Here's why the current baseball playoff structure is totally stupid and can easily lead to a random team, that no one would argue is the league's best, winning the World Series: because a great winning percentage in baseball is .600, and a horrible one is .400.
When the best teams win just 60 percent of their games, and unimpressive playoff teams win in the mid-50s (in the Cardinals case it was even worse), anything can happen in a short series. Over a 162 game season, having a 60 percent chance versus a 55 percent chance to win an average game makes a huge difference. Over a seven game series, it means very little.
In a sport like baseball where the top teams only win a few percent more than your run of the mill teams, you need to have a huge sample to determine who's the best. That's why the old way they did it - two season long pennant winners meet up in the Series - makes the most sense and is most likely to crown the best team as champs. Moreover, even the way they did it in the 70s and 80s with four divisions each comprising 7 teams is better because there's less likely to be a low-winning percentage team in the playoffs. And there's also one less playoff round for the favorites to get tripped up in.

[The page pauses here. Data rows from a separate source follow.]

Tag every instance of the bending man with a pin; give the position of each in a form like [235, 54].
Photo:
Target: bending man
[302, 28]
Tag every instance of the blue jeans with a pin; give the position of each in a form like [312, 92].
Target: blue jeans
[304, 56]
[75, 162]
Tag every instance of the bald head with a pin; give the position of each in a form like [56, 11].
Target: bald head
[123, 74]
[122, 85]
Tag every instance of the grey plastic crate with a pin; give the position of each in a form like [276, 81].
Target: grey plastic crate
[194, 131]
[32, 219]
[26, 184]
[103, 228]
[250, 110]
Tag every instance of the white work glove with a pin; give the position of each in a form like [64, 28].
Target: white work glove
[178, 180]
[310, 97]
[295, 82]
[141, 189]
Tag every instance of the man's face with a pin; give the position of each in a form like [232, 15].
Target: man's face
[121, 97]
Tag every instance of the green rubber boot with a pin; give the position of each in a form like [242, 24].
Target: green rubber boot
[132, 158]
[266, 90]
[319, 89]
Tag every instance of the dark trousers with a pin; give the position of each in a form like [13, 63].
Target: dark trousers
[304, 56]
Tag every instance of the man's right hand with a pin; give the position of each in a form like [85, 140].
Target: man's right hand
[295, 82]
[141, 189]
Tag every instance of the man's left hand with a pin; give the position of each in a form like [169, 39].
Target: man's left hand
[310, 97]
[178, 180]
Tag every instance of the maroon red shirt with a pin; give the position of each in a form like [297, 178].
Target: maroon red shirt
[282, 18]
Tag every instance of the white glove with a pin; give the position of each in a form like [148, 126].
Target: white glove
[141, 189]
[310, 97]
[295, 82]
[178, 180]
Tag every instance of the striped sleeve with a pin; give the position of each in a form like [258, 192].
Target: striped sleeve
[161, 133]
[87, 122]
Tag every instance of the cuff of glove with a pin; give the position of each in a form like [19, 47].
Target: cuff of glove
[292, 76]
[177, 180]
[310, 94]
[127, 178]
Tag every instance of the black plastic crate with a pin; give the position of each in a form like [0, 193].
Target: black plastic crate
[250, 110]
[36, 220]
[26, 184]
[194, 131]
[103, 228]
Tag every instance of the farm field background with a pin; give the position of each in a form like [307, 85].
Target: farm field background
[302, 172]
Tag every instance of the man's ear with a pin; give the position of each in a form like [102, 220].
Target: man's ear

In leagues like the NBA and NFL, where the top teams win a very high percentage of their games, having more teams in the playoffs or more rounds doesn't randomize things. In the NFL, home field is so big that the regular season means a lot. In the NBA, the team that wins is typically a top team as well. I'd actually argue in the NBA, it would be better to have shorter series and randomize it a little more for the sake of excitement since the being an 75 percent winner gives you a huge edge in a short series. But baseball is in large part a random process once you get to the postseason.